When David first arrives at Lucy’s house, they take a walk and he tells her a story about a dog he remembers from a time when they lived in a neighborhood called Kenilworth.
It was a male. Whenever there was a bitch in the vicinity it would get excited and unmanageable, and with Pavlovian regularity the owners would beat it. This went on until the poor dog didn’t know what to do. At the smell of a bitch it would chase around the garden with its ears flat and its tail between its legs, whining, trying to hide…There was something so ignoble in the spectacle that I despaired. One can punish a dog, it seems to me, for an offence like chewing a slipper. A dog will accept the justice of that: a beating for a chewing. But desire is another story.

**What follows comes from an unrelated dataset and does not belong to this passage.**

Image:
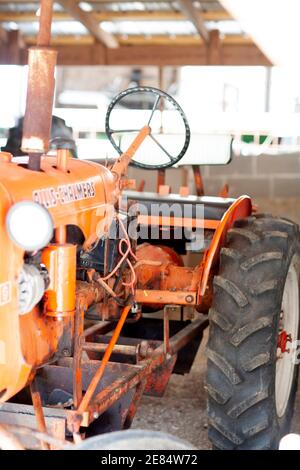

No animal will accept the justice of being punished for following its instincts.
Lucy breaks in, “So males must be allowed to follow their instincts unchecked? Is that the moral?” David answers,
No, that is not the moral. What was ignoble about the Kenilworth spectacle was that the poor dog had begun to hate its own nature. It no longer needed to be beaten. It was ready to punish itself. At that point it would be better to shoot it.